Con la atención puesta en las 
calles de París, otras sociedades en otros en países gobernados por la 
corrupción y el abuso se han de preguntar cómo hacen los franceses para 
mostrar tanta audacia y determinación. Porque poner en jaque a un 
gobierno aliado con los grandes capitales no es cosa fácil; y enfrentar a
 las fuerzas de choque resulta extremadamente peligroso. En algunas 
naciones de nuestro continente latinoamericano se han producido 
movimientos de protesta de gran magnitud en los últimos años, pero ese 
espíritu revolucionario capaz de derrotar al miedo y la frustración no 
parece tener la capacidad de permanecer vivo el tiempo suficiente para 
generar resultados y sostenerlos.
El mensaje emanado de las protestas
 en el país galo habla de la imperiosa necesidad de unidad. Pueblos 
divididos entre ricos y pobres, entre nativos y migrantes, entre 
tendencias políticas opuestas o creencias religiosas hábilmente 
elaboradas para generar animadversión y rivalidades entre ciudadanos han
 creado sociedades débiles y vulnerables, incapaces de identificar y 
proponer objetivos y metas de beneficio común porque están condicionadas
 para buscar metas y objetivos personales y de grupo.
El gran desafío que propone el 
pueblo francés es unirse contra un sistema neoliberal que ha resultado 
en la debilidad endémica de los Estados. Los gobiernos –en especial los 
más débiles política e institucionalmente- se encuentran frente a las 
presiones de una superestructura de inmenso poder económico, la cual se 
ha apoderado del poder político socavando las bases de la democracia y 
ha convertido a los Estados en cómplices de sus planes. De ese modo y 
sin mayor oposición, se apoderan de todos los bienes y recursos más 
valiosos de las naciones para vendérselos de vuelta a sus legítimos 
dueños a precios de usura: la minería, la agricultura, el agua, el 
petróleo, la energía y hasta los cultivos nativos transformados, gracias
 a patentes legalizadas a fuerza de sobornos, en propiedad corporativa.

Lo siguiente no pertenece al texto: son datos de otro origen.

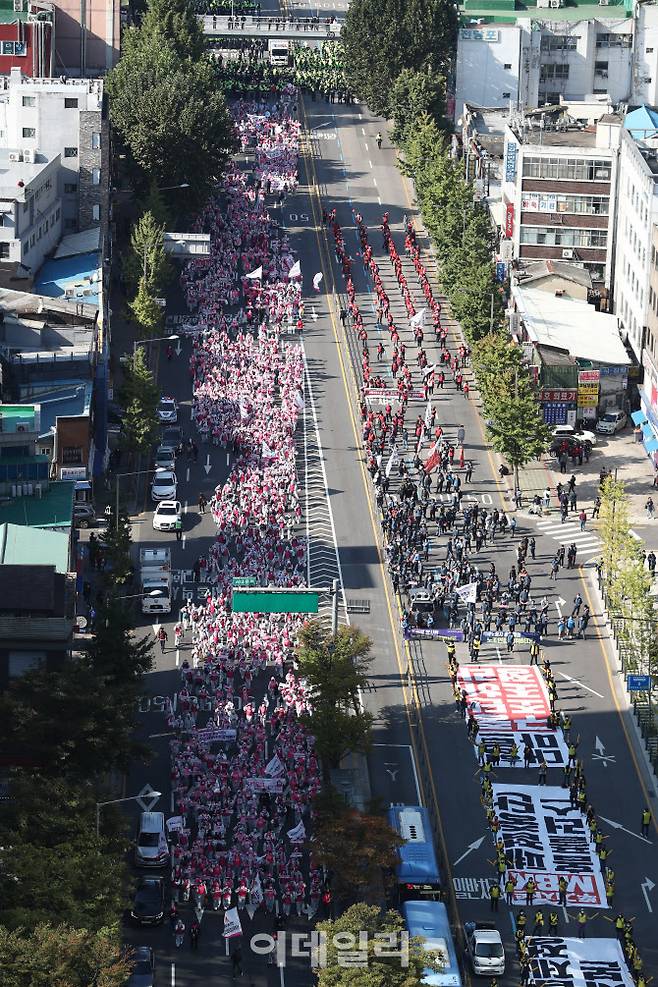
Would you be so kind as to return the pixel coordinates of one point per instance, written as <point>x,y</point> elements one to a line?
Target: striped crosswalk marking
<point>587,542</point>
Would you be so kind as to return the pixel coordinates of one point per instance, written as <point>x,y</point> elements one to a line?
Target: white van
<point>151,849</point>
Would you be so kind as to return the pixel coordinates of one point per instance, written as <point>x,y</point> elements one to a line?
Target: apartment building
<point>558,192</point>
<point>66,118</point>
<point>527,55</point>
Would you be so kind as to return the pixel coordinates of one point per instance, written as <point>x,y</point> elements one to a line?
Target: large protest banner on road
<point>546,839</point>
<point>577,962</point>
<point>512,706</point>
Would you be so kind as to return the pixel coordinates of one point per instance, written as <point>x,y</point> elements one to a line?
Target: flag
<point>392,460</point>
<point>433,459</point>
<point>232,924</point>
<point>418,319</point>
<point>297,834</point>
<point>468,593</point>
<point>275,767</point>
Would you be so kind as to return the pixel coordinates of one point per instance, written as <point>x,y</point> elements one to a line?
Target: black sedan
<point>148,903</point>
<point>143,973</point>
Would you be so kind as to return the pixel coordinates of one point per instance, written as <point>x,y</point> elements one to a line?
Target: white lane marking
<point>581,684</point>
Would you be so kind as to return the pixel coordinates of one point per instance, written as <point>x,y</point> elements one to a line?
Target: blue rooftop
<point>642,123</point>
<point>82,273</point>
<point>62,400</point>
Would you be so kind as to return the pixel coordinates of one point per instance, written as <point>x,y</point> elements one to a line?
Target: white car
<point>571,432</point>
<point>163,485</point>
<point>167,411</point>
<point>613,421</point>
<point>167,514</point>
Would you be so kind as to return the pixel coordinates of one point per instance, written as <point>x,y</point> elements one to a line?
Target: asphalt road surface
<point>421,751</point>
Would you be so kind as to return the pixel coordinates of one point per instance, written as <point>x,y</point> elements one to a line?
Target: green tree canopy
<point>379,971</point>
<point>384,37</point>
<point>62,956</point>
<point>171,115</point>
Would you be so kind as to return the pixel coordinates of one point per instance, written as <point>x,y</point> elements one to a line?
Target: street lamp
<point>129,798</point>
<point>153,339</point>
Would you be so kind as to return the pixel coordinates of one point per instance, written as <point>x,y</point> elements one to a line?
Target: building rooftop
<point>506,11</point>
<point>53,509</point>
<point>77,277</point>
<point>21,545</point>
<point>571,325</point>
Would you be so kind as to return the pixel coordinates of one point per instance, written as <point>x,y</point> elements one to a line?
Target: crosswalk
<point>587,542</point>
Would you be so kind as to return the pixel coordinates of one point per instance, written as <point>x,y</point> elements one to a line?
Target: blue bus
<point>418,875</point>
<point>429,921</point>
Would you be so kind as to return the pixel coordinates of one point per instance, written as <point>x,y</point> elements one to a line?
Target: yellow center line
<point>411,690</point>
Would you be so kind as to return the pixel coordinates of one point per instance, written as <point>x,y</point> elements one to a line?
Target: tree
<point>171,116</point>
<point>353,846</point>
<point>53,868</point>
<point>147,261</point>
<point>335,670</point>
<point>139,396</point>
<point>384,37</point>
<point>115,542</point>
<point>70,723</point>
<point>149,315</point>
<point>63,956</point>
<point>378,971</point>
<point>413,95</point>
<point>115,654</point>
<point>175,22</point>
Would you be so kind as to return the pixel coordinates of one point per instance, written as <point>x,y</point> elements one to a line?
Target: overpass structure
<point>289,28</point>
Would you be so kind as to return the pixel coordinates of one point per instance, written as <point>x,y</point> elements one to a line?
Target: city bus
<point>428,920</point>
<point>417,874</point>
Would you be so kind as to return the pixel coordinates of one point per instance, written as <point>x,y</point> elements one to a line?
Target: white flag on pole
<point>468,593</point>
<point>232,924</point>
<point>392,460</point>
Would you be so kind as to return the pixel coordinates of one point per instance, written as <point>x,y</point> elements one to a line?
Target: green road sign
<point>275,600</point>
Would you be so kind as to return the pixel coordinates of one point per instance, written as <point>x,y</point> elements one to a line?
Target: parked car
<point>84,514</point>
<point>151,849</point>
<point>163,485</point>
<point>167,410</point>
<point>485,949</point>
<point>165,457</point>
<point>613,421</point>
<point>148,901</point>
<point>166,515</point>
<point>580,434</point>
<point>143,974</point>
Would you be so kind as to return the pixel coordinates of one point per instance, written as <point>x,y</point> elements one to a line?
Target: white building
<point>533,56</point>
<point>637,211</point>
<point>30,208</point>
<point>52,117</point>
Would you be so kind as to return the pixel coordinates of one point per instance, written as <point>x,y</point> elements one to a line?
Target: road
<point>421,751</point>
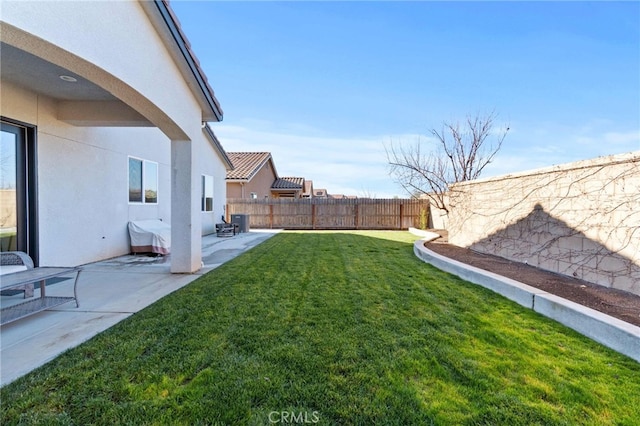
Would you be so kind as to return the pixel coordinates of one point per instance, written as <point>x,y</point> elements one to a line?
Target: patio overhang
<point>86,95</point>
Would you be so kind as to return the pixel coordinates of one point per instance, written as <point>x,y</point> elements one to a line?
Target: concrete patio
<point>108,292</point>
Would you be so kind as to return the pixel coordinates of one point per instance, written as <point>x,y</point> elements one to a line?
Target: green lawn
<point>333,328</point>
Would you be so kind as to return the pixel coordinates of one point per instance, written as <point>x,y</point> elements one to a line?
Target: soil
<point>617,303</point>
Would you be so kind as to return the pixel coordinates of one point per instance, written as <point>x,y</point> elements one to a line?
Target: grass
<point>331,328</point>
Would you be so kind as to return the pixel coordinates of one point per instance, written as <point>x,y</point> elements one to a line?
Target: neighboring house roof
<point>218,147</point>
<point>308,188</point>
<point>194,65</point>
<point>247,164</point>
<point>295,183</point>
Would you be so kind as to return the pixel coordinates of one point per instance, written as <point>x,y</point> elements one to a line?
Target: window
<point>207,193</point>
<point>143,181</point>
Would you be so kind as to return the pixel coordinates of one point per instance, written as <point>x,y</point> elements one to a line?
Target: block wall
<point>580,219</point>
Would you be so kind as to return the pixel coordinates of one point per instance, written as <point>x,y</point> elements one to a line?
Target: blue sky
<point>324,86</point>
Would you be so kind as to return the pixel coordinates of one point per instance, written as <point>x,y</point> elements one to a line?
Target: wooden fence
<point>327,213</point>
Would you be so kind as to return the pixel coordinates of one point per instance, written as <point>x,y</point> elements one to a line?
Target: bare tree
<point>456,154</point>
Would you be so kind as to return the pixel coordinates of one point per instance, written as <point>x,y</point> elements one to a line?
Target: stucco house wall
<point>155,112</point>
<point>580,219</point>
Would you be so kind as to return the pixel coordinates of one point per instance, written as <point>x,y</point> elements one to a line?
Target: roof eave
<point>215,111</point>
<point>218,147</point>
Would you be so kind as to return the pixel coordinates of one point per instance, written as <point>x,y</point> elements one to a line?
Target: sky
<point>326,86</point>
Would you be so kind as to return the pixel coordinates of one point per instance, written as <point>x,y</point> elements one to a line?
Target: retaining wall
<point>580,219</point>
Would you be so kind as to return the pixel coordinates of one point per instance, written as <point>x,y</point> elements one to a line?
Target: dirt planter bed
<point>619,335</point>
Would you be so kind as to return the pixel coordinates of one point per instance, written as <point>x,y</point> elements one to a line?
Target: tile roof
<point>246,164</point>
<point>288,183</point>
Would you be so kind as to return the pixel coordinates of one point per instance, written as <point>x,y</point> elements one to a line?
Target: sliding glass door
<point>18,188</point>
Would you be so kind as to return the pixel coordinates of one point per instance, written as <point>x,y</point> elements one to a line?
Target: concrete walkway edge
<point>605,329</point>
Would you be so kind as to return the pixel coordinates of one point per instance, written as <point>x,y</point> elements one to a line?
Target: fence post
<point>356,214</point>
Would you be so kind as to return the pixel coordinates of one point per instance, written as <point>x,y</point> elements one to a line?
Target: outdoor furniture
<point>226,229</point>
<point>27,277</point>
<point>150,236</point>
<point>14,261</point>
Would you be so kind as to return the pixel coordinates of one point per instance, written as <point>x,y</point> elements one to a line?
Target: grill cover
<point>150,236</point>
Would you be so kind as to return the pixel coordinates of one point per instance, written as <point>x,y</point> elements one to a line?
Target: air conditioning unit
<point>242,220</point>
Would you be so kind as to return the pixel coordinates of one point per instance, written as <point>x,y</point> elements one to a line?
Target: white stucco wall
<point>214,166</point>
<point>83,181</point>
<point>115,45</point>
<point>83,171</point>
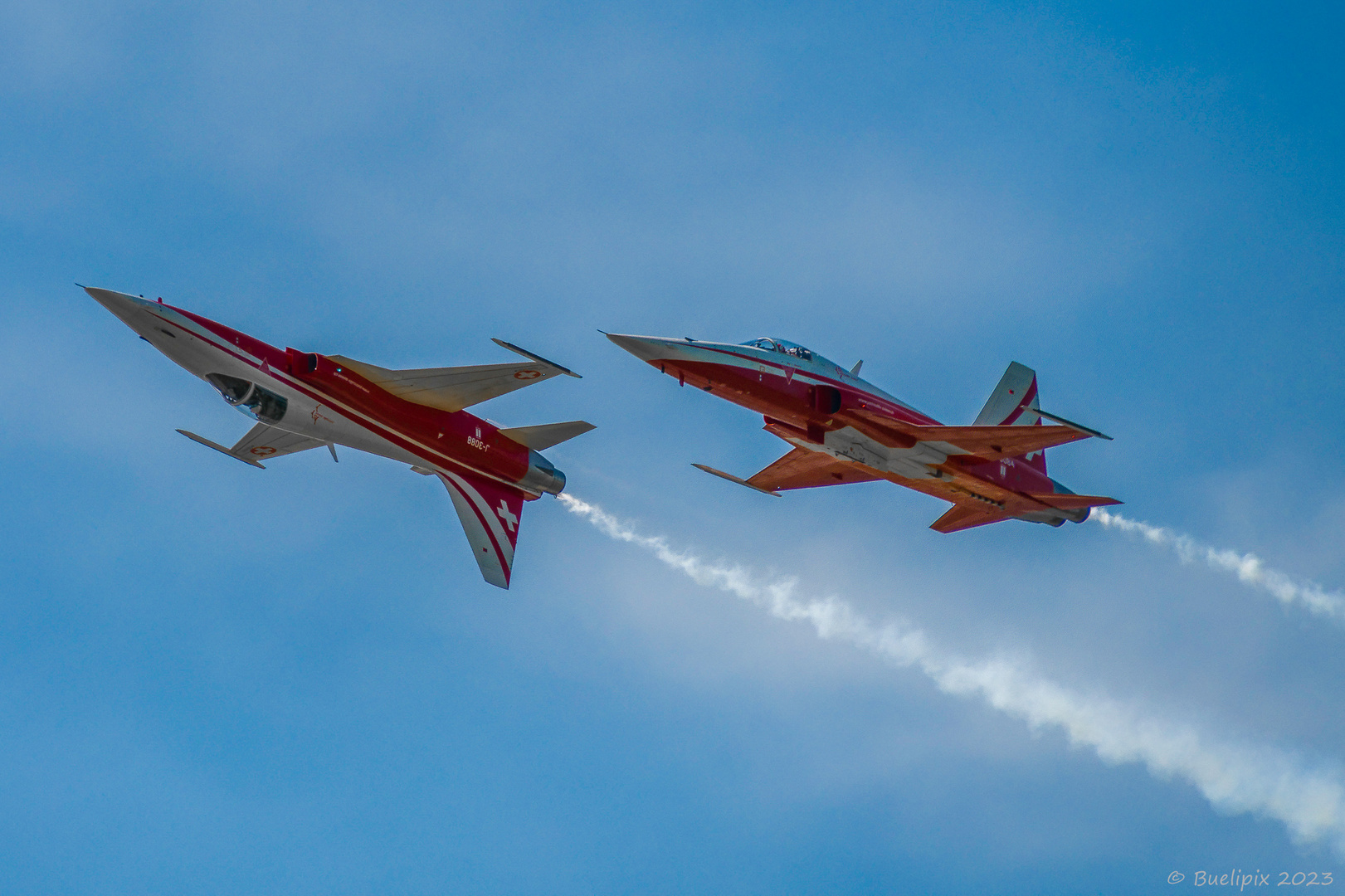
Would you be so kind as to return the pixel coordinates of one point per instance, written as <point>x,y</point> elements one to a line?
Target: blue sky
<point>222,679</point>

Unidad es la fórmula y el pueblo 
francés lo está demostrando con orgullo y valentía. Unidad con la 
determinación de no permitir a intereses foráneos imponerse sobre los 
del pueblo, el cual debe decidir el rumbo de su historia. Es una lección
 de enorme valor en los momentos que vive América Latina y vale la pena 
tomarla en cuenta.
Es el pueblo quien debe decidir cuál será el rumbo de su historia.